Recenty made a pocket predator design — G10 by glueing two oak boards together and then cutting out the design. Because the slingshot is now 30 mm thick, I now have a surface to align at the fop of the fork and of course on the edge of the fork. When both surface disappear by tilting the slingshot on one axis and then the next I align the bands so they are on top of each other . My accuracy has improved now that I have a constant hand hold. Presently vary seldom miss a 3 inch circle a 10 meters. Certianly will not fit in my back pocket however I believe it helps to be more constant. Hopefully some day I will be able to light a match. Hooked on Slinging. Paul


----------



## vince4242 (Jan 11, 2016)

Very cool! Glad to see you're starting to figure out what works for you. Funny for me when I get a slingshot that's too fat I lose consistency and it doesn't seem to work right for me. I feel best at about 12 to 15 mm thick slingshots. I'm guessing that is not normal, but whatever works for each of us. 
How about a picture so we can see what this looks like, doesn't have to be beautiful just nice to see you what you're starting to figure this out with.

Vince


----------



## NorthernOntario (Jan 1, 2022)




----------



## NorthernOntario (Jan 1, 2022)

After glueing two piece of oak plank together I just cut out with jig saw and do a bit of sanding with sand paper rolled around 1/2 copper pipe. After about 15 minute of sanding and tweaking it fits my hand well. Not a work of art like most of the sling shot I see on this forum but its functional . Would be interesting to have some one off to the side take a picture of me holding the sling on both axis during full draw to see if the bands appear to be drawn equal.


----------



## Bill Hays (Aug 9, 2010)

Looks good Man!
Sounds like you've got it figured out... keep working at it and you'll get that match lit before you know it... and believe me on this, it WILL be worth it!

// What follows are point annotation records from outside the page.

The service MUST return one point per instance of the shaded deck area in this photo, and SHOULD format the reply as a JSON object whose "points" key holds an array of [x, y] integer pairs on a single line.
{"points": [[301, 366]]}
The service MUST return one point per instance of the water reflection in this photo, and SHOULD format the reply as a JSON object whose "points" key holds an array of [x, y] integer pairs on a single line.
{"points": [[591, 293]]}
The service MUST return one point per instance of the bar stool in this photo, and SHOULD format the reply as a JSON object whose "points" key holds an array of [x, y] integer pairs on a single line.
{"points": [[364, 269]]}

Watch some of the videos where we light matches and notice the setup... how and at what angle the match is held in comparison to the shooter... and you'll get it done even sooner.

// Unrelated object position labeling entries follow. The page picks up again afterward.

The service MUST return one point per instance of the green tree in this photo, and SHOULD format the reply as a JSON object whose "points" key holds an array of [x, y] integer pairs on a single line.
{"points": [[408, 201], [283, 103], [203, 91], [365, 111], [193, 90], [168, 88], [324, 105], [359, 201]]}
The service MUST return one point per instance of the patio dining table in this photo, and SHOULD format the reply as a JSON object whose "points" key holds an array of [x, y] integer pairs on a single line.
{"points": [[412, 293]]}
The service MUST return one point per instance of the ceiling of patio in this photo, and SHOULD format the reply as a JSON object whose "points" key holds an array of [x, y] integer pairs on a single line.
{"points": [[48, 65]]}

The only thing is, now the matches are more difficult to light than ever... the old Penley strike anywhere matches are basically gone, the green tip Diamond strike anywhere matches seem like the formulation has changed... and so forth and so on.

When I was a kid we had matches that would light if you simply threw them on the concrete tip down... one time I lit six in a row with my BB gun from about 10 yards (we didn't use meters back then).... 
Then it went to matches like the Ohio Blue Tips, still lightable but more difficult... 
then to the matches we had when I started shooting slingshots a little more than a decade ago.... way harder to light than the Blue Tips, but still okay so long as you microwave them and set them up with the right angle.... 

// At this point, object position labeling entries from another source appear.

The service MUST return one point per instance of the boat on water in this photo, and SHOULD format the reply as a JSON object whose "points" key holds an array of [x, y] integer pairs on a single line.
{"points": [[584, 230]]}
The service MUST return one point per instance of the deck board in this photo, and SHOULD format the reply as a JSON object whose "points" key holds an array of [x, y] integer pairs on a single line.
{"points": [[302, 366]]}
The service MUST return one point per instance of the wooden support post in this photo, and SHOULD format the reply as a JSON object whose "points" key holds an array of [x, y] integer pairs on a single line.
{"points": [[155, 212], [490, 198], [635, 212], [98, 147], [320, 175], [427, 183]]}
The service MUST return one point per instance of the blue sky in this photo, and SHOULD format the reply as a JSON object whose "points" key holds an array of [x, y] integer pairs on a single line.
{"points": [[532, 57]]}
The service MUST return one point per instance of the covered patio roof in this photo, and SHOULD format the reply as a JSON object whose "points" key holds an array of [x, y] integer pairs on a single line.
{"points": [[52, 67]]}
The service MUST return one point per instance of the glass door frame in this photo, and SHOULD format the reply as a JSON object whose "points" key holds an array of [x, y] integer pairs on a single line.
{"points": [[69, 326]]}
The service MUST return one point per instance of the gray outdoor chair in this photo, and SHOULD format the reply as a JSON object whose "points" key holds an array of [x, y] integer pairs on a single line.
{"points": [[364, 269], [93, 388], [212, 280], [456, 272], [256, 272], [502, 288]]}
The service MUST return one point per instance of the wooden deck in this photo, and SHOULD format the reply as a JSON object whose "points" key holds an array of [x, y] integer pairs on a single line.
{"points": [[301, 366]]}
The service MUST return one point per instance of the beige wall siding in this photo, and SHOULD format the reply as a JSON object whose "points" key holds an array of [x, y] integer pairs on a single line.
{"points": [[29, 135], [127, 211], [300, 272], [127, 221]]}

Until you have what we have today.... matches that are simply a lot more difficult to light, even under the perfect circumstances with the perfect shot, the best you can hope for is like 1 out of 5 or 10...
So don't get frustrated, just keep working at it and you get it.... it won't be easy but you'll have an enormous sense of accomplishment.


----------



## High Desert Flipper (Aug 29, 2020)

I also enjoy frames that fill the hand. The PP Scorpion and Taurus are my favorites. I have been playing with building my own sculpted frame from layered plywood to fill my hand perfectly, have the exact fork width I want, etc.. I made some initial progress that I was happy with but had to put that project aside for a while to take care of a few other things. Hoping to get back to it soon.

But I know exactly what you mean. They don't fit in the pocket but they are wonderful to shoot.

And congrats on the great shooting, consistently in a small circle at 10 M is excellent!


----------



## hoggy (Apr 17, 2017)

i concur, thick frames are a good thing.


----------



## Tag (Jun 11, 2014)

Nice looking


----------



## High Desert Flipper (Aug 29, 2020)

While I have been leaning away from flat frames lately a PP Hunter in the thick G10 is probably next on my to purchase list. Have some other things to take care of first but will be trying one of those next.


----------